Frank Ordonez / The Post-Standard - Otto the Orange catches a beatdown from the USF bull

Syracuse fell from the list of unbeaten teams on Monday on their road trip to Pittsburgh, and they will be hungry for a win in front of what may be yet-another record-setting crowd in upstate New York. The Orange have notably beaten Michigan State earlier this season (though, at this point, who hasn't), and have conference wins over Providence, Notre Dame, Seton Hall, St. Johns and Cincinnati.

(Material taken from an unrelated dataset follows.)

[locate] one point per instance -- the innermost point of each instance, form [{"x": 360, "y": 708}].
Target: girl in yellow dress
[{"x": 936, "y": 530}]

They are lead in scoring by Canadian junior forward Kris Joseph, who averages 14.6 points and 5.2 rebounds. He is joined by three other players in double-digit scoring: junior point guard Scoop Jardine with 13.6 ppg and 5.9 apg; senior forward Rick Jackson with 13.1 ppg and 11.7 rpg; and sophomore guard Brandon Triche with 10.1 ppg and 3.1 apg. Highly-touted freshman center Fab Melo often starts, but averages only 10.7 minutes per game (against Pitt he played only 2 minutes in the start).

The 6'7" and 207lb Kris Joseph missed the team's trip to Pittsburgh with a head injury incurred when he slammed his head on the court while falling on a drive against Cincy. He hopes to be back in action this weekend, however, and will certainly be a factor on the scoresheet.

Their best 3-pt shooter by average has been reserve Mookie Jones at 41.7%, but Triche and Joseph are the biggest threats who see significant court-time at 34.8% and 34.4% respectively.

The Orange have outrebounded Big East opponents by a rate of 39.2 to 37.2, and have averaged 15.2 assists per Big East contest to 12.5 turnovers. Their opponents have done a slightly-better job of protecting the ball, averaging just 12.2 turnovers per game.

The key to beating Syracuse is to find a solution to their 2-3 zone defense. To truly exploit that defense, the 'Cats will need a great game from both Corey Stokes and either Mouph Yarou or (perhaps and) Antonio Pena.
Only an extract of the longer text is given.